Let us do some rudimentary calculations … in his party, the APC, it is expected that the Presidential ticket will move South in 2023 and so this throws the battle open to every potentate in that party who comes from the area. That is if (a big IF) the Northern Muslim hegemony does not present another candidate under the cover of ‘it’s an open democracy’.
Now, in the South, the party is strong in the South West (five states out of six) and have one state each in the South East and South-South. Because of the turnkey role he played in 2015, Rotimi Amaechi is generally liked and recognized in APC North. In the North Central, one or two Governors owe him big. The calculation which will aid his marketability is that he will carry his South South region along, use his Igbonness to galvanize the South East (which I see signs of) and with the support of the North, he can win the Presidency on APC ticket. Also, his appeal in the North will be broad, Christian and Muslim.
If you ask me, that is very feasible…depending on who he is running against.

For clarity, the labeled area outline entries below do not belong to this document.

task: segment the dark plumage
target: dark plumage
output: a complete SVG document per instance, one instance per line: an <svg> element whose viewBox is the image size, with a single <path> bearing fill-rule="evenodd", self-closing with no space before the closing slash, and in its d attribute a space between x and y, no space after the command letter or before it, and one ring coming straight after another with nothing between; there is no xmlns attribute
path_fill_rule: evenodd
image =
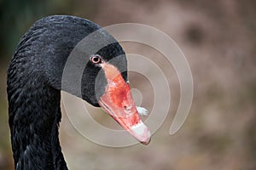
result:
<svg viewBox="0 0 256 170"><path fill-rule="evenodd" d="M77 43L98 29L99 26L88 20L55 15L37 21L21 38L9 64L7 82L16 169L67 169L58 139L62 71ZM101 38L97 41L103 41ZM106 41L113 37L106 33L103 38ZM97 54L109 60L125 52L115 42ZM90 54L84 54L84 61ZM125 55L121 61L125 66ZM83 99L96 106L98 102L93 95L94 82L100 69L88 63L81 86ZM127 78L126 72L123 76ZM103 92L104 85L102 88ZM69 93L79 96L73 91Z"/></svg>
<svg viewBox="0 0 256 170"><path fill-rule="evenodd" d="M133 101L126 68L121 46L96 24L66 15L37 21L21 38L8 69L15 169L67 169L58 137L61 90L101 105L133 137L148 144L150 132Z"/></svg>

Who will he run against? First, within his party. Bola Tinubu is certainly eyeing the top job, he has been eyeing it forever and 2023 will be his best chance considering his clout within his APC structure. It will be a foregone conclusion that he will win majority SW delegates votes in the primaries if he can settle with Fayemi, Fashola and co. In terms of his marketability as a candidate, while many Northerners respect his clout and political stature, I can tell they are deeply suspicious of him and his motives, religion notwithstanding. They’d even rather an Atiku to a Tinubu. For the SE and SS, forget it, those areas are simply NOT fertile Tinubu grounds. Forget it! However, he has bullion van loads of money, so who knows? Delegates at primaries certainly react to cash as hungry lions react to fresh meat. Cash-wise, Amaechi has been Speaker of oil-rich Rivers State 8yrs, Governor 8yrs and Minister 8yrs by 2023, he also has deep pockets but Tinubu has nearly the whole South West as his war chest. So money for money, it will be a close call.
If Amaechi emerges APC flag bearer, who is he likely to run against in 2023? Either Atiku Abubakar (again?!) or Peter Obi. For both, it will be complicated.

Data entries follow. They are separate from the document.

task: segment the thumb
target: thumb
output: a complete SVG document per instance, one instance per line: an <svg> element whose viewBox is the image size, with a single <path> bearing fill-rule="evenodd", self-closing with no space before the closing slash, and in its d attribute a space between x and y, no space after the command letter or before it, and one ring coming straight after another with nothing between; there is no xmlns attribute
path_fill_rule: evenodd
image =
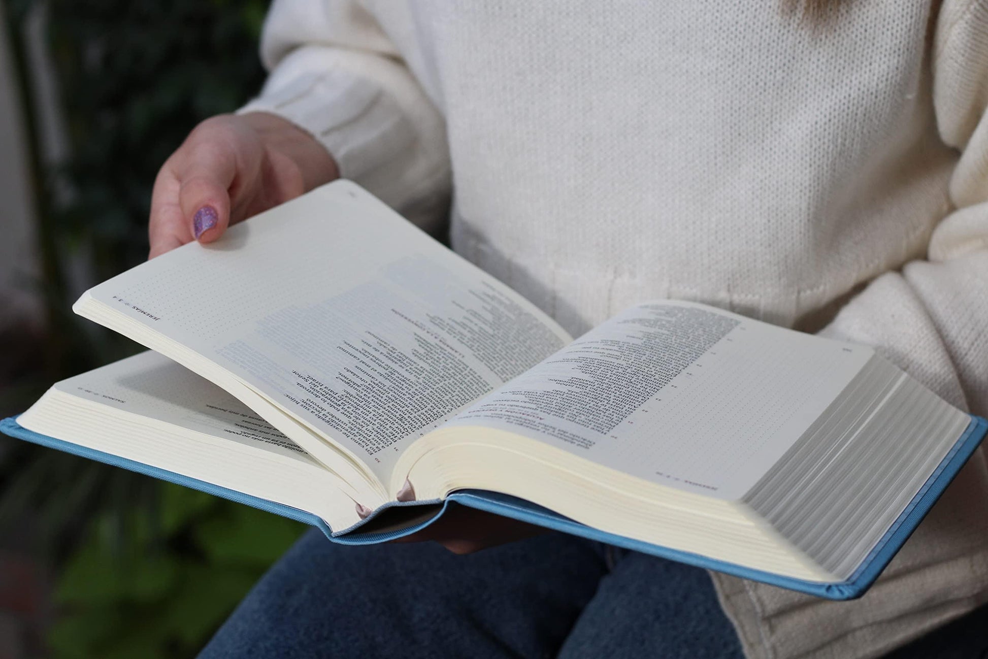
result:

First, Atiku has a wide network all over the country and can manage to sway a good number of those fellow Northerners who absolutely hated his guts in 2019. Added to his South East and South West votes, he will beat a Bola Tinubu who will be emasculated by distrust in the North and reciprocal non-acceptance in the other two regions in the South.
If Peter Obi is PDP candidate, a lot of emotions will come into play on ALL sides and the outcomes will be unpredictable. His proven capacity will take the backstage and his Igboness will be the issue. That’s how today’s Nigeria will react, most unfortunately. Trust me, if the contest is between Rotimi Amaechi (APC) and Peter Obi (PDP), the major campaign issues would be who is more Igbo than the other (refer opening paragraphs of this article) and a lot of important issues will be swept under the carpet. Many non-Igbo voters will be looking out for who is less Igbo to vote for while Ndi Igbo will seek a combination of capacity and Igboness. The clincher will be numbers – with the present political (and INEC) configuration, Amaechi as APC candidate will beat Peter Obi as PDP candidate.
What of Amaechi (APC) vs Atiku (PDP)? Between those two in electoral contest and with the regional acceptance analysis made so far, whoever has more access to security agencies (yes!) will win.
Amaechi has good chances of becoming Nigeria’s President if some other factors fall into place for him. I shall be discussing those factors in subsequent articles.
Caveat: This is a practical appraisal, not an emotional or ideological treatise. It is an essay on practical realities of Nigeria’s politics so do not come here to shout emotional slogans or ideology. If you want to know my dream Nigeria (if there’s any country like that), I can help you with an essay to that (several on this Timeline).
This is an exercise in the real, not the ideal. Be guided.